Qu'importe que de sérieux doutes soient émis sur l'intérêt de ce nouvel aéroport, ainsi que sur la validité juridique du projet, par des gens qui ont bossé dessus (je n'ai lu que des résumés et je les ai trouvé convaincant). Qu'importe que même un énarque et des hauts fonctionnaires émettent - avec force arguments - des réserves sérieuses sur l'utilité géographique et économique de cet engin.


Il en va de la volonté d'un homme, premier ministre qui ne cèdera pas. Qui ne doit pas céder. A moins peut être que son président ne décide de le lâcher comme une fiente dans quelques semaines. Un premier ministre, responsable de rien mais comptable de tout, qui préfère d'ailleurs céder au lobby patronal, aux injonctions des marchés financiers et même aux sirènes du catholicisme intégriste. Mais pas à ses électeurs, qu'il imagine sans doute captifs.

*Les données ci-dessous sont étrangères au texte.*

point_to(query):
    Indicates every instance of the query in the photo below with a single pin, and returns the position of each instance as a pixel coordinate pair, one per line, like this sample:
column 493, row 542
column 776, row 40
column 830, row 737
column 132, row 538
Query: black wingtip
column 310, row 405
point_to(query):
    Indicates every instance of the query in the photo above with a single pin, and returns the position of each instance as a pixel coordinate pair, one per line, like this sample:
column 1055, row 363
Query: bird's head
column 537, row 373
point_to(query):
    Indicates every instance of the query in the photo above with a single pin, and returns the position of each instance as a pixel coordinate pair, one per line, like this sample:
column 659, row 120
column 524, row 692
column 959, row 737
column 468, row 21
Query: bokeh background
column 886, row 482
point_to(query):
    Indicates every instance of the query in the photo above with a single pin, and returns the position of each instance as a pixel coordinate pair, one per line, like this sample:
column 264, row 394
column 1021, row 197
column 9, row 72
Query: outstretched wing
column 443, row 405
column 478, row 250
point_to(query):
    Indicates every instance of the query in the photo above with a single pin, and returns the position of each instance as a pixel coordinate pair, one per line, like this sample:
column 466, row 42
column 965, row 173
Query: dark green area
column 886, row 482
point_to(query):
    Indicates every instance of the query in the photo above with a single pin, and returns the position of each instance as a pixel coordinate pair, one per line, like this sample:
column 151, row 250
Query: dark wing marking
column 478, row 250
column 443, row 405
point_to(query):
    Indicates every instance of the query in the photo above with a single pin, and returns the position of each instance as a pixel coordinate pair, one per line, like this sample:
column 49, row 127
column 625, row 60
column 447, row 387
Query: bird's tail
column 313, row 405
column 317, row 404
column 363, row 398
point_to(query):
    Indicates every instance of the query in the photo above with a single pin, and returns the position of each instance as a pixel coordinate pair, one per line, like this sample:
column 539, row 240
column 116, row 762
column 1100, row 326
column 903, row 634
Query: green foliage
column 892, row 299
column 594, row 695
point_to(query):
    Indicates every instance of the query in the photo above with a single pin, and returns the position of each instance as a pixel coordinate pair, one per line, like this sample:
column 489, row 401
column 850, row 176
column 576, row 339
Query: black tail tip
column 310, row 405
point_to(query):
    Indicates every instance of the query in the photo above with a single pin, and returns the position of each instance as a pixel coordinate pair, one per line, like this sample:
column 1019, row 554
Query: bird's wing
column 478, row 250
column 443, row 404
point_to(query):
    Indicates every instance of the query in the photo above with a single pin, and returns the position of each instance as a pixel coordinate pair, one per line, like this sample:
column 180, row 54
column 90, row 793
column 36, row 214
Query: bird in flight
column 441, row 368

Je n'ai jamais été un militant écolo. Je ne sais même pas si je serais capable de réaliser ce que certains ont fait là-bas. Je trouve cela assez admirable. Et digne. Quelle que soit la radicalité ou la mauvaise foi ponctuelle de ces gens. Quelle que soit la Loi et la Procédure Démocratique soit disant respectées qu'on leur oppose.

La lutte à NDDL est une fenêtre dans le vide politique. Un de ces moments où le pouvoir doit montrer son vrai visage, celui du flic. L'éternel.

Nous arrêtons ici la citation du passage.